Severe community-acquired Streptococcus pneumoniae bacterial meningitis: Clinical and prognostic picture from the intensive care unit

Author:

Cerezuela María Martín1,Lizarazu Maialen Aseginolaza2,García Patricia Boronat3,Martín María José Asensio4,Laguarda Gisela Alamán5,Lerma Francisco Álvarez6,Alonso David Roa7,Socias Lorenzo8,Artázcoz Paula Vera9,Galleymore Paula Ramírez10

Affiliation:

1. Instituto de Investigación Sanitaria La Fe, Hospital Universitario y Politécnico La Fe

2. Hospital Donostia-Donostia Ospitalea

3. Hospital Univeristari Germans Trias i Pujol

4. Hospital Universitario La Paz

5. Hospital Universitario de la Ribera

6. Fundación Instituto Hospital del Mar de Investigaciones Médicas (IMIM)

7. Hospital Severo Ochoa

8. Hospital Son Llàtzer

9. Institut d’Investigació Biomèdica Sant Pau (IIB SANT PAU). Hospital de la Santa Creu i Sant Pau

10. Hospital Universitario y Politécnico La Fe

Abstract

Abstract BACKGROUND Severe community-acquired pneumococcal meningitis is a medical emergency.
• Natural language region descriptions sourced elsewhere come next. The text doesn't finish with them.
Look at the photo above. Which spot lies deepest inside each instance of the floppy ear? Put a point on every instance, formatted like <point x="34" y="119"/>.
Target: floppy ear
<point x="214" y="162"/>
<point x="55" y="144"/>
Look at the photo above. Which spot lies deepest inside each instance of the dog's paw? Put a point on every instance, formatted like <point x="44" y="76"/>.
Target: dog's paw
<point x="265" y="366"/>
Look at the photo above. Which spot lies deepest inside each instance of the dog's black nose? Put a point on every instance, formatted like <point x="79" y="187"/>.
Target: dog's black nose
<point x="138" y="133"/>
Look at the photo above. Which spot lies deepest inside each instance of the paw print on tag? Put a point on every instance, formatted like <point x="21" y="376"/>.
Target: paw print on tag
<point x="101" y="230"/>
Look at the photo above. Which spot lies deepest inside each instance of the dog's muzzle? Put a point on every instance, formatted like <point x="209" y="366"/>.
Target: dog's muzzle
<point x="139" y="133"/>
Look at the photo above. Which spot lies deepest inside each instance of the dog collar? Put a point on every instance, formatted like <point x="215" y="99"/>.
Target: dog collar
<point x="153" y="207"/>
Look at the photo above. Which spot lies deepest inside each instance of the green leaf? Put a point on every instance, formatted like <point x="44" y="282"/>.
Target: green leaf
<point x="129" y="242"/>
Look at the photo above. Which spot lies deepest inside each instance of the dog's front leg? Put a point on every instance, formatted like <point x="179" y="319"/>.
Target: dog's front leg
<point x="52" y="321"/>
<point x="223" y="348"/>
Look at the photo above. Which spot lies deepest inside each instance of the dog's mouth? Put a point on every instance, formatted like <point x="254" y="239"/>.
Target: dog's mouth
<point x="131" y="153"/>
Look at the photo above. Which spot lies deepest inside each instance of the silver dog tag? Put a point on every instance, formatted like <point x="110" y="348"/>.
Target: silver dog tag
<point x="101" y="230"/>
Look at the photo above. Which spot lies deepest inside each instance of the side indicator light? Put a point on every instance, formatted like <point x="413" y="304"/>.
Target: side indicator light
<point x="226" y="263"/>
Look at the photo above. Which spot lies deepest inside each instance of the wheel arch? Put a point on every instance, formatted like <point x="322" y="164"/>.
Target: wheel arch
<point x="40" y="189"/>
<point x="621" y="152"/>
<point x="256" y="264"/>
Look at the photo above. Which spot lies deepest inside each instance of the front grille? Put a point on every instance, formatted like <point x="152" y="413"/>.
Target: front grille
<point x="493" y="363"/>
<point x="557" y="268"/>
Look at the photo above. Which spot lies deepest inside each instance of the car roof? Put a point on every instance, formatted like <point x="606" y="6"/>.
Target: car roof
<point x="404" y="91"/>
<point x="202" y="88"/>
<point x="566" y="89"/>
The aim of the present investigation was to evaluate the epidemiology, management and outcomes of this condition. METHODS Retrospective, observational and multicenter cohort study. Sixteen Spanish intensive care units were included. Demographic, clinical and microbiological variables in critically ill adults with Streptococcus pneumoniae meningitis were evaluated. Clinical response was evaluated at 72h after antibiotic treatment initiation and meningitis complications, length of stay and 30-day mortality were also recorded. RESULTS In total, 255 patients were included. Cerebrospinal fluid (CSF) culture was positive in 89.7%; 25.7% were non-susceptible to penicillin, and 5.2% were non-susceptible to ceftriaxone or cefotaxime. The most frequent empiric antibiotic regimen was third-generation cephalosporin (47.5%) plus vancomycin (27.8%) or linezolid (12.9%). A steroid treatment regimen was administered to 88.6% of the patients. Clinical response was achieved in 65.8% of patients after 72 h of antibiotic treatment. Multivariate analysis identified two factors associated with early treatment failure: invasive mechanical ventilation (OR 12.66; 95% CI 1.90–84.55, p = 0.009) and septic shock (OR: 11.44; 95% CI 1.74–75.26, p = 0.011). The 30-day mortality rate was 13.7%. Only two factors were independently associated with 30-day mortality: Delay in start of antibiotic treatment (OR: 26.54; 95% CI 1.01–67.69, p = 0.049) and Sepsis related Organ Failure Assessment (SOFA) score (OR: 1.59; 95% CI 1.11–2.27, p = 0.011). Neurological complications appeared in 124 patients (48.63%). CONCLUSIONS Mortality rate in critically ill patients with pneumococcal meningitis is lower than previously reported. Delay in antibiotic treatment following admission is the only amendable factor associated with mortality.